My spirit-friends now bade me a tender adieu, pronouncing benedictions upon me and speaking words of encouragement. Bewildered and amazed, wondering and fearing what would happen next, I went down the steep slope toward the cold and silent plain. As I moved along, a great change came over my spirit. There was a perceptible closure of some window from above, through which the vital currents descend into the soul. This was followed by a loss of memory, a vanishing of thought, a sense of fainting or death.
The last thing I remember was the music of a sweet hymn wafted softly from the brow of the hill. The words were these:
“Yea, though I walk through the valley of the shadow of death, I will fear no evil.”
It was my father and John the Baptist comforting to the last the forlorn spirit that was sinking in the waters of Lethe.
Of what occurred after I reached the plain, I have not the slightest recollection, if indeed I ever knew. What [pg 259]kind of people I saw, what they were doing, what Christ and his angels did, what changes followed—all is a perfect blank to me. I cannot account for this fact. It will all be made plain to me when I ascend again into the spiritual world. Certain it is, that a sublime scene of judgment and deliverance took place, but that it did not come within the range of my consciousness.
The first thing I became aware of, was a sense of infinite pity. I did not know whether I was in the spiritual or in the natural world. I was flooded with a vast, deep, boundless spirit of compassion. I wept—I did not know why. This was the communication to my soul of the life flowing from the Divine Man.
“Jesus wept.”
He was not only weeping for me, as the Jews supposed who witnessed the external side alone of this wonderful scene. The loving heart of the Divine Being was touched with infinite, celestial pity for the innumerable multitude of the spiritually dead. It was a drop of that infinite pity which stirred my soul from the sleep of death. It was a drop of that infinite pity which trickled down the face of Jesus, as he wept in the garden for the brother of Martha and Mary.

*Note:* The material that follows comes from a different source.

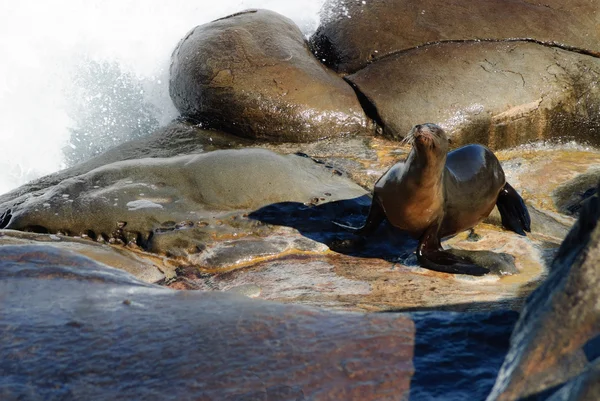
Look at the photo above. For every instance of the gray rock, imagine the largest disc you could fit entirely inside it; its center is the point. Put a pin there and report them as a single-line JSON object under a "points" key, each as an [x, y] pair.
{"points": [[176, 138], [355, 33], [74, 329], [253, 75], [560, 320], [200, 197], [498, 94]]}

That communication of the divine grief to me must have come from the spiritual side of my perceptions. I passed again into a dreamy, almost unconscious state, from which I was aroused by a clear sweet voice, saying,
“Lazarus! come forth!”
I started to my feet. Blind, bound, bewildered, I staggered toward the voice. The fresh air struck sweetly on me, and I revived.
[pg 260]The voice continued:
“Loose him and let him go!”
Oh how many myriads of invisible but happy spirits heard at the same moment similar words of deliverance and comfort, from the omnipresent God speaking in the world of spirits as He had spoken on earth!
I was freed from the shackles of the grave and looked around me. I was in the sweet garden of Bethany, standing by the stone which had been rolled away from the sepulchre, beneath a bright and beautiful sky. A crowd of friends, with faces full of wonder and joy, were grouped around. My sisters had swooned at the feet of Jesus, who was smiling benignantly upon me.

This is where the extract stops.